Nijmegen double view
Beautiful double view
Date of first edition: 1649
Date of this map: 1652
Dimensions (not including margins): 42 x 53,7 cm
Dimensions (including margins): 53,2 x 64,5 cm
Condition: Very good. Copper engraving on strong paper. Old colouring with wide margins.
Condition rating: A+
Verso: text in Latin
Map reference: Van der Krogt 4, 3079
From: Novum Ac Magnum Theatrum Urbium Belgicae Liberae Ac Foederatae (Stedenboek), Amsterdam; Van der Krogt 43:113, page B
The first mention of Nijmegen in history is in the 1st century BC, when the Romans built a military camp on the place where Nijmegen was to appear; the location had great strategic value because of the surrounding hills, which gave (and continue to give) a good view over the Waal and Rhine valley. Already in 98, Nijmegen was the first of two settlements in what is now the Kingdom of the Netherlands to receive Roman city rights.

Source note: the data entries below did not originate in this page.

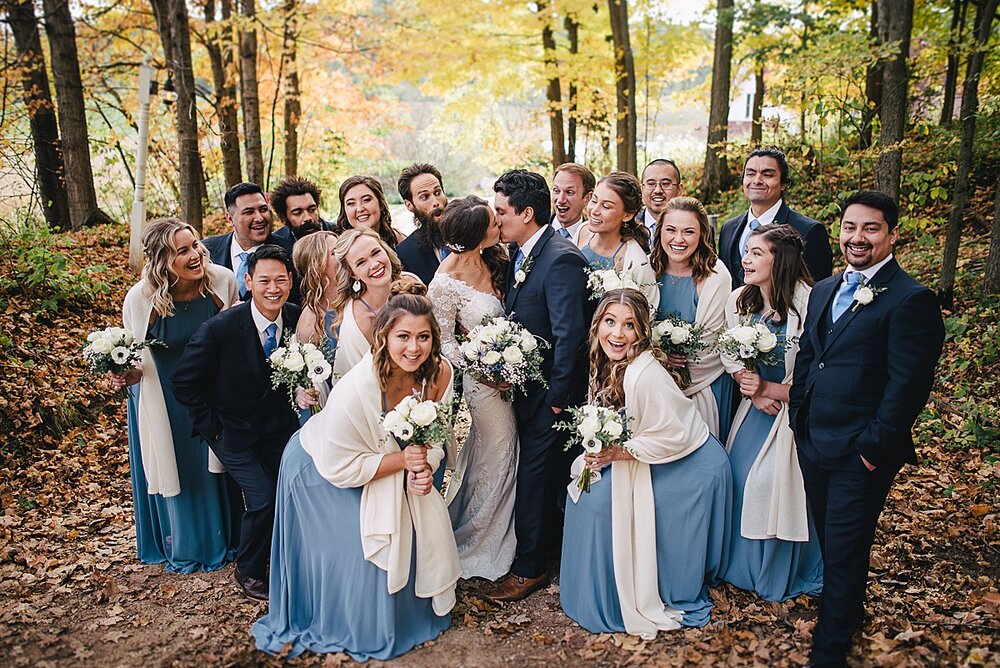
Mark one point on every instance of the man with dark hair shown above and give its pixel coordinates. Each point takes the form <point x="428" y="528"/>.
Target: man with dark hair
<point x="223" y="380"/>
<point x="547" y="294"/>
<point x="248" y="212"/>
<point x="296" y="201"/>
<point x="765" y="179"/>
<point x="865" y="368"/>
<point x="422" y="190"/>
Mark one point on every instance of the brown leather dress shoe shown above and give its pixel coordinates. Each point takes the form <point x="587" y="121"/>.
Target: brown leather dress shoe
<point x="251" y="587"/>
<point x="514" y="587"/>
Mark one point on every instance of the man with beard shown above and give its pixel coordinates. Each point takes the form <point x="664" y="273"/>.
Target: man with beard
<point x="248" y="212"/>
<point x="296" y="201"/>
<point x="422" y="191"/>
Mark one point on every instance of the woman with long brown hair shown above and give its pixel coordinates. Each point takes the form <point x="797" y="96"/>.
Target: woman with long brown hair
<point x="671" y="478"/>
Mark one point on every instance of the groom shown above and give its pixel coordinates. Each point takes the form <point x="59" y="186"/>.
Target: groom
<point x="547" y="294"/>
<point x="864" y="371"/>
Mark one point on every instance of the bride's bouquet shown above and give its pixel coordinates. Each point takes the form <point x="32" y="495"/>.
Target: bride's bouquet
<point x="418" y="422"/>
<point x="752" y="343"/>
<point x="595" y="428"/>
<point x="502" y="351"/>
<point x="298" y="365"/>
<point x="675" y="336"/>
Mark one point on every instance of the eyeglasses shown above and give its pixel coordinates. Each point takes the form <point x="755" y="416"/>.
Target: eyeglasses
<point x="665" y="184"/>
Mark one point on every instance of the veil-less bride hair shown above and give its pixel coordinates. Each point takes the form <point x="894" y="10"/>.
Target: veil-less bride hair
<point x="160" y="248"/>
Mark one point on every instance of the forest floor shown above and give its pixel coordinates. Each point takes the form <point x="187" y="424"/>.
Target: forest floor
<point x="73" y="592"/>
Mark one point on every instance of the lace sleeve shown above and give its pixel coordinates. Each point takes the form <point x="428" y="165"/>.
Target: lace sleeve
<point x="447" y="301"/>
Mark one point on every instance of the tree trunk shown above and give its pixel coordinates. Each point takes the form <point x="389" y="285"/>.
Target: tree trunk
<point x="251" y="99"/>
<point x="293" y="107"/>
<point x="958" y="12"/>
<point x="625" y="133"/>
<point x="895" y="23"/>
<point x="970" y="108"/>
<point x="172" y="23"/>
<point x="718" y="115"/>
<point x="219" y="44"/>
<point x="757" y="124"/>
<point x="75" y="143"/>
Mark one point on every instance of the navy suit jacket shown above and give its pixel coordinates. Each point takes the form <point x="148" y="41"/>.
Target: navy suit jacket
<point x="218" y="249"/>
<point x="818" y="255"/>
<point x="860" y="383"/>
<point x="224" y="381"/>
<point x="417" y="256"/>
<point x="554" y="304"/>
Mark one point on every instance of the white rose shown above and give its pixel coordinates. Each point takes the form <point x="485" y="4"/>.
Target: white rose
<point x="424" y="413"/>
<point x="513" y="355"/>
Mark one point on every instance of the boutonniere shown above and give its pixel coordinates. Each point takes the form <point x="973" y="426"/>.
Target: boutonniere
<point x="521" y="275"/>
<point x="864" y="295"/>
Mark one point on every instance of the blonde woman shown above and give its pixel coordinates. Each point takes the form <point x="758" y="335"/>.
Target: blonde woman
<point x="183" y="514"/>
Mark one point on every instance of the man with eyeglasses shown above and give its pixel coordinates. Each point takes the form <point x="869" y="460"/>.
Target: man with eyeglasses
<point x="661" y="182"/>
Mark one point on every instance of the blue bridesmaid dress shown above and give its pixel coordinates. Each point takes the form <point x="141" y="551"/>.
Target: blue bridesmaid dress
<point x="776" y="569"/>
<point x="692" y="501"/>
<point x="196" y="530"/>
<point x="325" y="597"/>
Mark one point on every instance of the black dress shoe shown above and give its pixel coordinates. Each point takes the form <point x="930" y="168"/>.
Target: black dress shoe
<point x="252" y="587"/>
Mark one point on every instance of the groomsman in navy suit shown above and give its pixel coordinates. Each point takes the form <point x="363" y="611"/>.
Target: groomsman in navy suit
<point x="224" y="382"/>
<point x="249" y="213"/>
<point x="765" y="179"/>
<point x="547" y="294"/>
<point x="863" y="373"/>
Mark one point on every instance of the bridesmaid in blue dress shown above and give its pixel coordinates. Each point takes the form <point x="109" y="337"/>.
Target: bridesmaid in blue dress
<point x="774" y="550"/>
<point x="184" y="516"/>
<point x="672" y="480"/>
<point x="694" y="285"/>
<point x="315" y="260"/>
<point x="346" y="490"/>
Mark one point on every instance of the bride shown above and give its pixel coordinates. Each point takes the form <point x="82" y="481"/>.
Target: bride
<point x="466" y="289"/>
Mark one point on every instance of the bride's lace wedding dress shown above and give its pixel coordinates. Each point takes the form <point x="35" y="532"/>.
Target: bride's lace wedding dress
<point x="481" y="491"/>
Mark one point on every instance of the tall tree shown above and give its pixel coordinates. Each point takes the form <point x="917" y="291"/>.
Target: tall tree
<point x="173" y="26"/>
<point x="716" y="169"/>
<point x="221" y="54"/>
<point x="895" y="24"/>
<point x="41" y="113"/>
<point x="83" y="209"/>
<point x="970" y="109"/>
<point x="249" y="94"/>
<point x="625" y="134"/>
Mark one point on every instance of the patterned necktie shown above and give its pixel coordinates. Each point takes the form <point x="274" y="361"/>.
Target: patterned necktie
<point x="846" y="294"/>
<point x="271" y="340"/>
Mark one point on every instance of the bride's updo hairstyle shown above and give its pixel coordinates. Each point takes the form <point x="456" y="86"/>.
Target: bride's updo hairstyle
<point x="408" y="296"/>
<point x="606" y="376"/>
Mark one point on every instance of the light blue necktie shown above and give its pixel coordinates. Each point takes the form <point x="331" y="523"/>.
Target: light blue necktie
<point x="241" y="273"/>
<point x="271" y="340"/>
<point x="754" y="224"/>
<point x="846" y="294"/>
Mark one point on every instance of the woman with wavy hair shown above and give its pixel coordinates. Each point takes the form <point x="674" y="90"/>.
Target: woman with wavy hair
<point x="363" y="206"/>
<point x="364" y="560"/>
<point x="642" y="547"/>
<point x="466" y="290"/>
<point x="694" y="285"/>
<point x="183" y="514"/>
<point x="774" y="549"/>
<point x="613" y="238"/>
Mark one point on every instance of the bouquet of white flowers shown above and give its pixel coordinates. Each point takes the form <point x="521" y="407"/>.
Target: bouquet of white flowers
<point x="502" y="351"/>
<point x="114" y="350"/>
<point x="298" y="365"/>
<point x="418" y="422"/>
<point x="752" y="344"/>
<point x="595" y="428"/>
<point x="678" y="337"/>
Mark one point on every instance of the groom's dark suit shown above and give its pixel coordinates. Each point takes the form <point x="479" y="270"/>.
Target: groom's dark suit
<point x="553" y="304"/>
<point x="858" y="386"/>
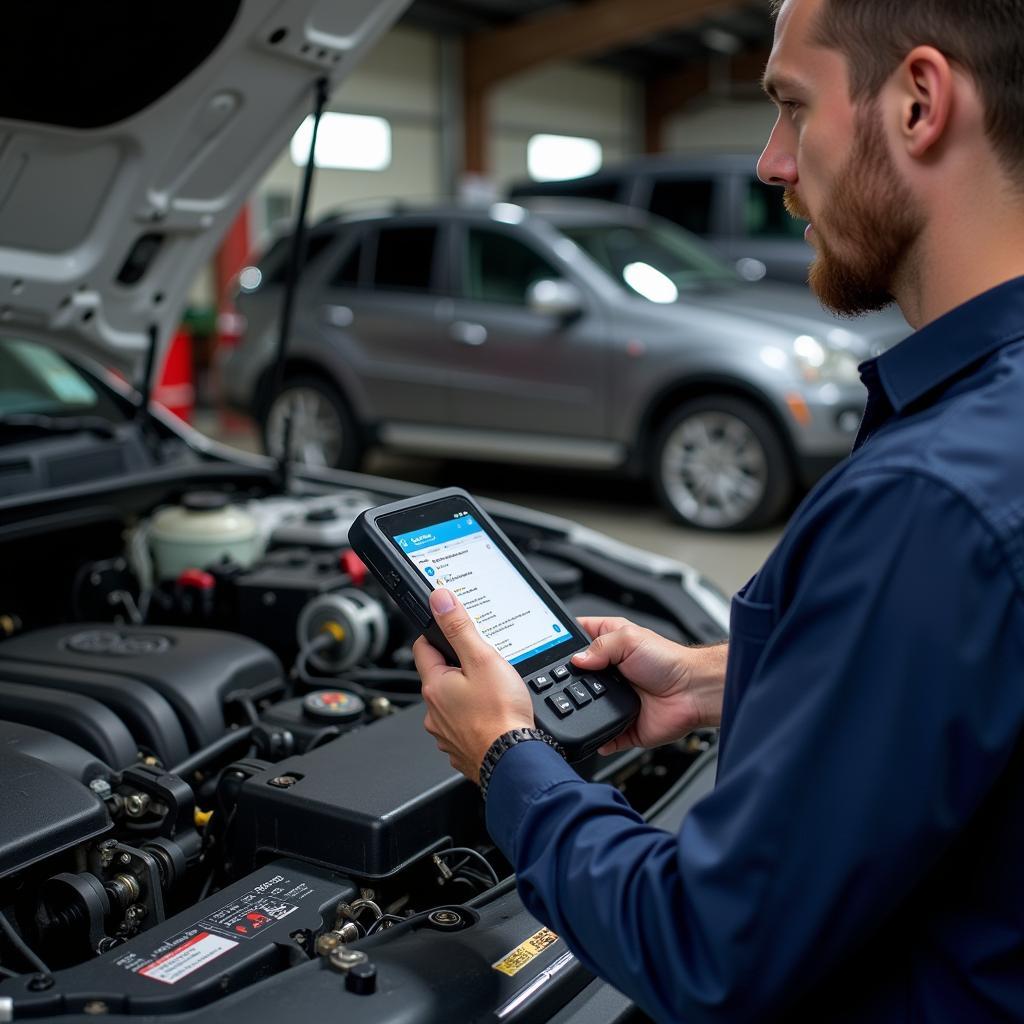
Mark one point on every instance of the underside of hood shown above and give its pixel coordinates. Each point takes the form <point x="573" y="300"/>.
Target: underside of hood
<point x="130" y="136"/>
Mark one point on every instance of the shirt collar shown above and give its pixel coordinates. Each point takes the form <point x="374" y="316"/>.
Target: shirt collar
<point x="945" y="347"/>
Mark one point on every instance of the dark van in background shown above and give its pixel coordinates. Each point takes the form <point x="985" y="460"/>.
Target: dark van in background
<point x="717" y="197"/>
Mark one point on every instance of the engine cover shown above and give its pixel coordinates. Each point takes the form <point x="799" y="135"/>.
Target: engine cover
<point x="368" y="803"/>
<point x="42" y="811"/>
<point x="127" y="688"/>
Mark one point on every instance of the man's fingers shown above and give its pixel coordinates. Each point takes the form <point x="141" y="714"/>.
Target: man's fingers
<point x="459" y="629"/>
<point x="428" y="658"/>
<point x="609" y="648"/>
<point x="599" y="625"/>
<point x="624" y="741"/>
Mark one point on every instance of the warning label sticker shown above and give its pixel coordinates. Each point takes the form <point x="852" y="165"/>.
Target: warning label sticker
<point x="257" y="909"/>
<point x="219" y="932"/>
<point x="188" y="956"/>
<point x="514" y="961"/>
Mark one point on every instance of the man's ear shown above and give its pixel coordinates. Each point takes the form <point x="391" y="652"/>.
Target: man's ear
<point x="925" y="88"/>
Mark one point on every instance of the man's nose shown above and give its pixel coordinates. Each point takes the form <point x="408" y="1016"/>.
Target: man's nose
<point x="777" y="165"/>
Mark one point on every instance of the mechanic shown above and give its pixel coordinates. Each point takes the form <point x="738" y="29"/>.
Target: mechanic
<point x="859" y="858"/>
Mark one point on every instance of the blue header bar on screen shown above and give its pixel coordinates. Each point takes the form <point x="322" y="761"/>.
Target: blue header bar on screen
<point x="438" y="534"/>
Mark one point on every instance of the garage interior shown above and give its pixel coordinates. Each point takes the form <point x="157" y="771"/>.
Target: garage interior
<point x="463" y="87"/>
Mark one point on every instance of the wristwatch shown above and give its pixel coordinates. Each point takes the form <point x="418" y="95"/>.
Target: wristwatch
<point x="505" y="742"/>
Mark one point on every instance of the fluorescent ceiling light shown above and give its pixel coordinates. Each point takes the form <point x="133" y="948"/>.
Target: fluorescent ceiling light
<point x="554" y="158"/>
<point x="345" y="141"/>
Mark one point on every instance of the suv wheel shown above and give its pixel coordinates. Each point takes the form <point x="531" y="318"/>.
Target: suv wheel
<point x="720" y="464"/>
<point x="324" y="432"/>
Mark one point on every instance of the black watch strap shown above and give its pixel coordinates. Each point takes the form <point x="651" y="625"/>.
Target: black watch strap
<point x="505" y="742"/>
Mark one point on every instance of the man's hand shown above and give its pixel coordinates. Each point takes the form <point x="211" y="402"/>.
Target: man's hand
<point x="468" y="708"/>
<point x="680" y="688"/>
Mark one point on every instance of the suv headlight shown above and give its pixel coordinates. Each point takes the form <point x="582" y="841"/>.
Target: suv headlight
<point x="819" y="364"/>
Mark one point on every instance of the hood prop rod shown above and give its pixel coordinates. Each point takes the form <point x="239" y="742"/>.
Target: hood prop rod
<point x="143" y="414"/>
<point x="295" y="263"/>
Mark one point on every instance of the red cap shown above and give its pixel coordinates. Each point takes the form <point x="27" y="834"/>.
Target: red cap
<point x="197" y="579"/>
<point x="352" y="564"/>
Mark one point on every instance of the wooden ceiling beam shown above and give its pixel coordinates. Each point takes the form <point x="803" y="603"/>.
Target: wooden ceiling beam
<point x="585" y="30"/>
<point x="671" y="93"/>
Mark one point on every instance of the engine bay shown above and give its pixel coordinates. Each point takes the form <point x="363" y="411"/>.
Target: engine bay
<point x="213" y="747"/>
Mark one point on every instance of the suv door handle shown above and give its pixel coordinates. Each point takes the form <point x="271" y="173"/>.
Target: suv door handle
<point x="337" y="315"/>
<point x="469" y="334"/>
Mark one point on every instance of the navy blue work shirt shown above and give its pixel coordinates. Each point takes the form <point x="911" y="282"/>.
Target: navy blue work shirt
<point x="861" y="857"/>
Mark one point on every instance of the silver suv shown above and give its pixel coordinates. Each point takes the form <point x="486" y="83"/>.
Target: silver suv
<point x="560" y="332"/>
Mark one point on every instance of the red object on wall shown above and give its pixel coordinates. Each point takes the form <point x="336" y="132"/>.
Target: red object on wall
<point x="175" y="388"/>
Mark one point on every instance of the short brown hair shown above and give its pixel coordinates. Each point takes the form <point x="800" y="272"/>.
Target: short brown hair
<point x="984" y="37"/>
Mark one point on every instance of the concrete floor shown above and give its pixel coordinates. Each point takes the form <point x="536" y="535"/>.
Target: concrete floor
<point x="623" y="509"/>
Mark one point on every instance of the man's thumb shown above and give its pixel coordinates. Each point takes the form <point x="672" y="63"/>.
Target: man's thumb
<point x="458" y="628"/>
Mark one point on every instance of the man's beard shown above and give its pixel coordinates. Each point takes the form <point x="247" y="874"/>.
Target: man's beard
<point x="872" y="216"/>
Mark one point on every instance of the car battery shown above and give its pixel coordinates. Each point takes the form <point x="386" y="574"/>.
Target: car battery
<point x="250" y="930"/>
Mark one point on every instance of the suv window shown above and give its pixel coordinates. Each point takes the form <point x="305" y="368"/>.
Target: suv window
<point x="501" y="268"/>
<point x="404" y="258"/>
<point x="766" y="216"/>
<point x="35" y="379"/>
<point x="347" y="274"/>
<point x="688" y="203"/>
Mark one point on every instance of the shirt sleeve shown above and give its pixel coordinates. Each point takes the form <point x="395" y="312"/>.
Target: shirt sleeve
<point x="876" y="719"/>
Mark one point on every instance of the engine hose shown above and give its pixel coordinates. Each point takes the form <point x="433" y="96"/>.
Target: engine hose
<point x="212" y="751"/>
<point x="20" y="945"/>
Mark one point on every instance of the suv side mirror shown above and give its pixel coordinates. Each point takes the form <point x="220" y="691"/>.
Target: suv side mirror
<point x="554" y="298"/>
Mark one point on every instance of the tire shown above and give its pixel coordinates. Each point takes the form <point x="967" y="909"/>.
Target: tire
<point x="719" y="464"/>
<point x="324" y="431"/>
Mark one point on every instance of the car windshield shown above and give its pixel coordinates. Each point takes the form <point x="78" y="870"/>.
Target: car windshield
<point x="35" y="380"/>
<point x="655" y="262"/>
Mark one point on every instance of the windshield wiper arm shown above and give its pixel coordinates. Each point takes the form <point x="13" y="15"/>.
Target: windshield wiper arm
<point x="37" y="423"/>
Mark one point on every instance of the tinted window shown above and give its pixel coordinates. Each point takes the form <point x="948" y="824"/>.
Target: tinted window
<point x="347" y="274"/>
<point x="766" y="215"/>
<point x="274" y="263"/>
<point x="404" y="258"/>
<point x="500" y="268"/>
<point x="35" y="379"/>
<point x="687" y="203"/>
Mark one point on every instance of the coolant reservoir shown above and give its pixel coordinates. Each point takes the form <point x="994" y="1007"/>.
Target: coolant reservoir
<point x="204" y="529"/>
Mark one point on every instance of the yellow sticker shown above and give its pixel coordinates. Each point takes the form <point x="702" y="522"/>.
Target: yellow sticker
<point x="515" y="961"/>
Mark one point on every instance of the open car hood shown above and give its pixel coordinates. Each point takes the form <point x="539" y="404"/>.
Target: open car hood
<point x="130" y="136"/>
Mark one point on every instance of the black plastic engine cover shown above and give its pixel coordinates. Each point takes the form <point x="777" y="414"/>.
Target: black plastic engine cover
<point x="366" y="804"/>
<point x="42" y="811"/>
<point x="70" y="758"/>
<point x="166" y="685"/>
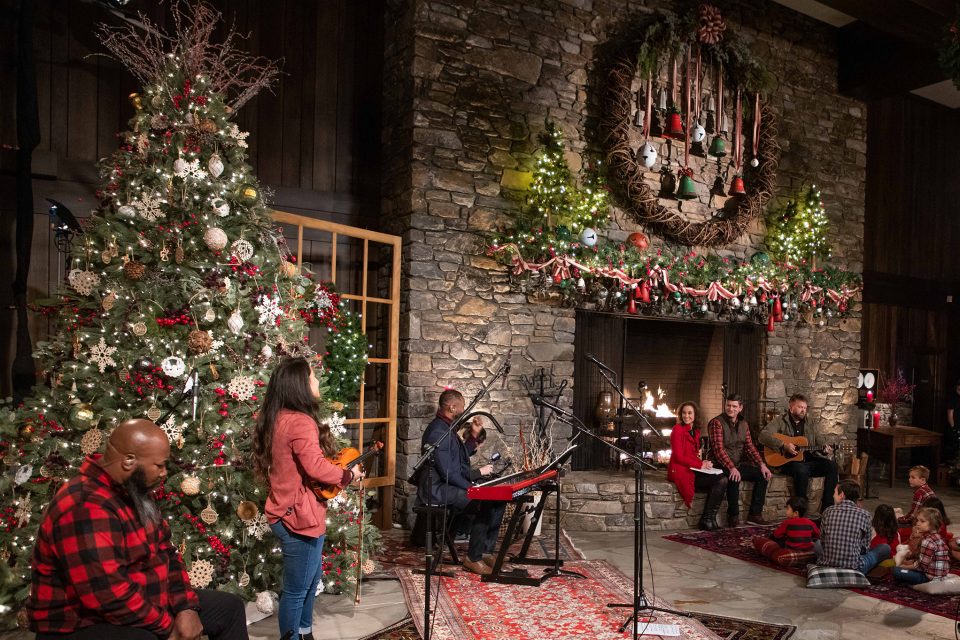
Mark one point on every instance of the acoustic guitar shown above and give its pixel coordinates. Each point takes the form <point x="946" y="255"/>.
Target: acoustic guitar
<point x="346" y="458"/>
<point x="776" y="458"/>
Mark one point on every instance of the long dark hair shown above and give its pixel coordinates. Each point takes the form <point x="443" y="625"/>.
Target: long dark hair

Nijmegen became a member of the Hanseatic League in 1364 and later it became a part of the Republic of United Provinces after its capture from the Spanish in 1591.
During Operation Market Garden Nijmegen was liberated from German occupation by the British Grenadier Guards of the Guards Armoured Division, as well as elements of the American 82nd Airborne Division in September 1944. The main objective, the liberation of Arnhem, was not met.
Knodsenburg (bottom view)
Knopdsenburg was initially built as a traditional redoubt with four bastions and a moat by the Dutch rebels in 1585. They wanted to besiege the city of Nijmegen from the other side of the River Waal. The Spanish attacked and chased the Dutch, after which they possessed a strategic place with which they could control the eastern river area. They dismantled the redoubt after a certain period of time. After the recapture in 1590, Maurits van Oranje had the redoubt reinforced and expanded into a fortress, while a kind of redan was built on the city side. Now the fort was taken into use as a base to take Nijmegen. In 1591 the fort was besieged by Parma. It was then fiercely defended by Gerrit de Jong, former commander of Lochem, until they were relieved by Hohenlo. In the 17th century the fort was improved again and it got its star shape with an extra moat. The fort was expanded with an exterior with a glazing around it. In 1672 the French took the fort, from there they could incessantly bombard Nijmegen with their artillery. The fort was decommissioned in 1674. In the 19th century, the fort fell into disrepair. It was sold in 1808 and eventually dismantled except for the canal.